Autograph Letter Signed, Camp William Penn, February 6, 1864, 5 x 8 in., 2 pp., with a tintype of an unidentified black soldier, presumably Harrison or Moore.
Feb 6th 1864 Pa
Chilton Hills Camp Wm Penn
This is A Certificate for James Harrison Who Is Decease And this for his Nearest friends or his Nearest Renections [sic. relations?] for to Draw the Amount of State Mony If there is any for the Soldiers He was Burried on Satturday Last this is from one of his School Mates, Chas. Moore
To,, Mis,, Elick Johnson.
And Send me A letter As Soon As you find his friends Or Father Or Mother < p. 2 > My Best Respects to All my, Inquiring Friends that I am Well & hoping To Find you the same
Your Affectionate Friend
Who lived With John Collier < p. 3 >
Mis Elick Johnson
Bordentown,, Burlington Co
To. Give this to James Harrison
Friends With Live in Crosswick
In 1862, President Lincoln’s Emancipation Proclamation opened the door for African Americans to enlist in the Union Army. Although many had wanted to join the war effort earlier, they were prohibited from enlisting by a federal law dating back to 1792. President Lincoln had also feared that if he authorized their recruitment, border states would secede from the Union. By the end of the war, approximately 180,000 African-American soldiers had joined the fight.

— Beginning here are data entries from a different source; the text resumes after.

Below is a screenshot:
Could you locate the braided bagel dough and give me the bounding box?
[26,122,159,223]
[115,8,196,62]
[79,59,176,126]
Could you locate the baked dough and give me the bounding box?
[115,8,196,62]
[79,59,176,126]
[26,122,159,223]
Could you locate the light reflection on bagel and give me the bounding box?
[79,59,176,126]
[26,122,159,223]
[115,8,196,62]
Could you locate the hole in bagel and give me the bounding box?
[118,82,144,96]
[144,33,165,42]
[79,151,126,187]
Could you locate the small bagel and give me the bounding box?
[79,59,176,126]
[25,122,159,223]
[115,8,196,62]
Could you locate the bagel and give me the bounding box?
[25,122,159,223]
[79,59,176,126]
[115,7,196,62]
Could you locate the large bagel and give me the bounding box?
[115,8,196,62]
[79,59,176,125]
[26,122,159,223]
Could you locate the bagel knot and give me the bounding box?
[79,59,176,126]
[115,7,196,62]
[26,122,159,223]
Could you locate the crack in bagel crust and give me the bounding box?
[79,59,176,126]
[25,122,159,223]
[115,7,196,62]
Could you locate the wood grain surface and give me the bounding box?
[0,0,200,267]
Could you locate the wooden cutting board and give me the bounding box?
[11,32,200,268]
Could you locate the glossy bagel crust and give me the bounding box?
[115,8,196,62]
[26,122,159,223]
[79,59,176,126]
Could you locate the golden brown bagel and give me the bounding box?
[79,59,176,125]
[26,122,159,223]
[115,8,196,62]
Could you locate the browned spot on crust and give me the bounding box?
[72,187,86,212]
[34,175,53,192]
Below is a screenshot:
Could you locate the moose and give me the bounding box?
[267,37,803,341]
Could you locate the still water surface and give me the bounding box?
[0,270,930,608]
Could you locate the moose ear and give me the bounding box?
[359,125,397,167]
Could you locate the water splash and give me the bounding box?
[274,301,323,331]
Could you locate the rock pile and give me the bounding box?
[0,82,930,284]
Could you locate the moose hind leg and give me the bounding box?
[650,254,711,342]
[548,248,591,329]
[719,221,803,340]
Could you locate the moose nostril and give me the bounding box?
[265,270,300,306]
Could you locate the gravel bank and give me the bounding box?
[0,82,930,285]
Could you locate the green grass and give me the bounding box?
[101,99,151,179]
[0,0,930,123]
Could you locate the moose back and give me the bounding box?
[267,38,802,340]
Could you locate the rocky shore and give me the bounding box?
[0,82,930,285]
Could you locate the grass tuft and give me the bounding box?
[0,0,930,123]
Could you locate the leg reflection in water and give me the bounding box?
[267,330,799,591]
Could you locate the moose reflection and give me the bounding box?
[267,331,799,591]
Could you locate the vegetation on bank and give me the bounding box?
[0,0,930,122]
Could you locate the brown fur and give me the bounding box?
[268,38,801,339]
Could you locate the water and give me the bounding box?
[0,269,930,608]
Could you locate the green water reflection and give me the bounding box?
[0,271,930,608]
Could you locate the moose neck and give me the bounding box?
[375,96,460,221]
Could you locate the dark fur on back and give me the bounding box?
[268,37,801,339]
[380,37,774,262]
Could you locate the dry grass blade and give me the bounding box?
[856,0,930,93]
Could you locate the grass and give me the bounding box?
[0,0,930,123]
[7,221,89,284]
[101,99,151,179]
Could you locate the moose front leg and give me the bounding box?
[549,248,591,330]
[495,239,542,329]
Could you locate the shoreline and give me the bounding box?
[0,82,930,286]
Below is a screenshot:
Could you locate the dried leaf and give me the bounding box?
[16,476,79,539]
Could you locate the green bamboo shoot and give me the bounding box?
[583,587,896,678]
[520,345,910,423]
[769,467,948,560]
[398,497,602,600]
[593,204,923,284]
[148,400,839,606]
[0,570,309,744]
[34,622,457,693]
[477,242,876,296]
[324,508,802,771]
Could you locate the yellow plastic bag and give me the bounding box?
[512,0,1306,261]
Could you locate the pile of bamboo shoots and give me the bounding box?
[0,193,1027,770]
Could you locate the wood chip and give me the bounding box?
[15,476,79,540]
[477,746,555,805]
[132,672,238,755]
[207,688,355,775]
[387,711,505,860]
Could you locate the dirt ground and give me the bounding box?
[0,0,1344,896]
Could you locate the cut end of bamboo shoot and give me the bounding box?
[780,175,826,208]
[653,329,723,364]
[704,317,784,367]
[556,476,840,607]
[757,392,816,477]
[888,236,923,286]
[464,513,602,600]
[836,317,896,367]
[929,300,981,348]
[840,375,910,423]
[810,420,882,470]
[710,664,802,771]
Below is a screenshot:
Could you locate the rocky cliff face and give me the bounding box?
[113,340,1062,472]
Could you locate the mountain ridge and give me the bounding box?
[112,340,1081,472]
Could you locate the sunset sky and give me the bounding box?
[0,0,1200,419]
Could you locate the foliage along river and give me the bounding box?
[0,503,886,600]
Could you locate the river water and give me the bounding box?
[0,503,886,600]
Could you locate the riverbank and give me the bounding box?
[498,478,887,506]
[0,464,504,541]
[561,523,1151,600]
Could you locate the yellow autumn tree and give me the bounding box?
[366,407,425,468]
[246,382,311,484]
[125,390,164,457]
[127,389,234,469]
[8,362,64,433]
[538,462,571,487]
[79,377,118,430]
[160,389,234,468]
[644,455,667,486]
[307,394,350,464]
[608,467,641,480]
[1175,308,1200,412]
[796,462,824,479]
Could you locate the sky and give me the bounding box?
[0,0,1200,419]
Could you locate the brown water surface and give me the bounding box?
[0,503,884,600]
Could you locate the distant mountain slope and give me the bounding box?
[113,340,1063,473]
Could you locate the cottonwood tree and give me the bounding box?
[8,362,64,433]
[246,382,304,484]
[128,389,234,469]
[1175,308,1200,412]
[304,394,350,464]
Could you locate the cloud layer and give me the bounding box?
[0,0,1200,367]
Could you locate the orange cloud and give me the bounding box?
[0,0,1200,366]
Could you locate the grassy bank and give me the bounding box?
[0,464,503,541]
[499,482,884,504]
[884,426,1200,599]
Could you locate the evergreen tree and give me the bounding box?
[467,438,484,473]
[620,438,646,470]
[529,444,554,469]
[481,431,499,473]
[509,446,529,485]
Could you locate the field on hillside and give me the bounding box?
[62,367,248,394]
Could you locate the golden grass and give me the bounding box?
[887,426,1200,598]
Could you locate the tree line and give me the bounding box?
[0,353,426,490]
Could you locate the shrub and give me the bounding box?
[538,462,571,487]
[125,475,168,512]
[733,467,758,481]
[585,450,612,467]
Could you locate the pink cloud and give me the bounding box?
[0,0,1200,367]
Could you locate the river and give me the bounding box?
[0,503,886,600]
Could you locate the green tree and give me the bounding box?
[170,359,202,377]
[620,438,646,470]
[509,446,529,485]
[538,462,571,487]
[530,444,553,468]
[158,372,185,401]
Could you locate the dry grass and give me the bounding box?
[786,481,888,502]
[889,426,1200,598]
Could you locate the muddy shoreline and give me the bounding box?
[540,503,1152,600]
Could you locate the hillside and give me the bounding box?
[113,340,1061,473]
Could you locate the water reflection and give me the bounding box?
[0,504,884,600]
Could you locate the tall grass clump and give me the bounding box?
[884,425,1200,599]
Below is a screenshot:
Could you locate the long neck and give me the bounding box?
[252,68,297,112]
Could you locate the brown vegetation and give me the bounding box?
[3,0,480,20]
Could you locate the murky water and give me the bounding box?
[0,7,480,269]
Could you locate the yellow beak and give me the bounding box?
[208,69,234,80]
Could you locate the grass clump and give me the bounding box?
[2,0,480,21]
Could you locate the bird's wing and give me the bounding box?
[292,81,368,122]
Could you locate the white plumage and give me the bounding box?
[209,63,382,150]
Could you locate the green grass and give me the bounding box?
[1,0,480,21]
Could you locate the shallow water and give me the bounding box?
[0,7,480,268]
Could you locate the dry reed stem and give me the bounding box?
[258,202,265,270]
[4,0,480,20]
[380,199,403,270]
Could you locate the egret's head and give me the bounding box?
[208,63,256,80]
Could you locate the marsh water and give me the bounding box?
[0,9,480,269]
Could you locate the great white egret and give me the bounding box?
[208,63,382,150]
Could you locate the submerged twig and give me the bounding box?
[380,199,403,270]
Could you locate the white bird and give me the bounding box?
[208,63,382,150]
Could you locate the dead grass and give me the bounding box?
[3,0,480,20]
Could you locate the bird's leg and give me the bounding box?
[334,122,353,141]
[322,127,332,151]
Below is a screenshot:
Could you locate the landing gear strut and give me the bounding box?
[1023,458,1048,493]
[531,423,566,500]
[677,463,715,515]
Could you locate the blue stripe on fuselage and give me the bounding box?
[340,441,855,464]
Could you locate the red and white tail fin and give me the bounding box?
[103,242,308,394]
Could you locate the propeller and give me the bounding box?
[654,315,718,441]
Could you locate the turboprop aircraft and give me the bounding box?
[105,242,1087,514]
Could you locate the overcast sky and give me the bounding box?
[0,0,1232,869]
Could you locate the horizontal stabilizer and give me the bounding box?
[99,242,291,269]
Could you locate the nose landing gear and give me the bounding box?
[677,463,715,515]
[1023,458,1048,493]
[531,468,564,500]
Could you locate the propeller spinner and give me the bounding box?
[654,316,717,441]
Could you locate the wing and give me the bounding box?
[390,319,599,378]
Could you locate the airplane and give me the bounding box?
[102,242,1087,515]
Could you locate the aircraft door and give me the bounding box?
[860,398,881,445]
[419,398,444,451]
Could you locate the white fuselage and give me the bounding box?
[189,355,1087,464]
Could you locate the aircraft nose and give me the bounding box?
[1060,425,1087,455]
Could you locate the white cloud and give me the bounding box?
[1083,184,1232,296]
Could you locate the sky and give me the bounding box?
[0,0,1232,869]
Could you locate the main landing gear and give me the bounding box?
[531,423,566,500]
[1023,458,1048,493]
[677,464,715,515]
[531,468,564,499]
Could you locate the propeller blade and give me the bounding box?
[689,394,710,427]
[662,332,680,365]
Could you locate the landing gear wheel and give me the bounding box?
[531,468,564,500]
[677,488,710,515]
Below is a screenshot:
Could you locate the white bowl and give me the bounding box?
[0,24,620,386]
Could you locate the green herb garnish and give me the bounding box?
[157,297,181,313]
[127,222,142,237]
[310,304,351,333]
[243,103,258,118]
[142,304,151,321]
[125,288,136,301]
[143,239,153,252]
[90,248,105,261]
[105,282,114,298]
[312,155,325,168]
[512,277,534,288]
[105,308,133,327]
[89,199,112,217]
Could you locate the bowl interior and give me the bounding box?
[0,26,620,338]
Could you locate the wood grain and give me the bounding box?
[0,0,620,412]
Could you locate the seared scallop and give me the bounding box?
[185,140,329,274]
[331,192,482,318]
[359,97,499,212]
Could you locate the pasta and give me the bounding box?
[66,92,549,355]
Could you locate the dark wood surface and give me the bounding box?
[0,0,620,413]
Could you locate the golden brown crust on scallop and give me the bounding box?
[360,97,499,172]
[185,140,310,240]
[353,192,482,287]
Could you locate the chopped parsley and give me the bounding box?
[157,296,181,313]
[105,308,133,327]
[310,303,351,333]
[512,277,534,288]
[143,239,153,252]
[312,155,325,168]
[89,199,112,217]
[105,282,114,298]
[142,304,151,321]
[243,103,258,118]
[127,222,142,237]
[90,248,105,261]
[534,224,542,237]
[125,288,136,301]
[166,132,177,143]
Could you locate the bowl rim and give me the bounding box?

In addition to the problems of war faced by all soldiers, African-American soldiers faced additional difficulties created by racial prejudice. Although many served in the infantry and artillery, discriminatory practices resulted in large numbers of African-American soldiers being assigned to perform non-combat, support duties as cooks, laborers, and teamsters. African-American soldiers were paid $10 per month, from which $3 was deducted for clothing. White soldiers were paid $13 per month, from which no clothing allowance was deducted. If captured by the Confederate Army, African-American soldiers confronted a much greater threat than did their white counterparts.
In spite of their many hardships, African-American soldiers served the Union Army well and distinguished themselves in many battles. Of their service to the nation Frederick Douglass said, “Once let the black man get upon his person the brass letters U.S., let him get an eagle on his button, and a musket on his shoulder and bullets in his pockets, and there is no power on earth which can deny that he has earned the right of citizenship in the United States.” African-American soldiers comprised about 10 percent of the Union Army. It is estimated that one-third of all African Americans who enlisted lost their lives.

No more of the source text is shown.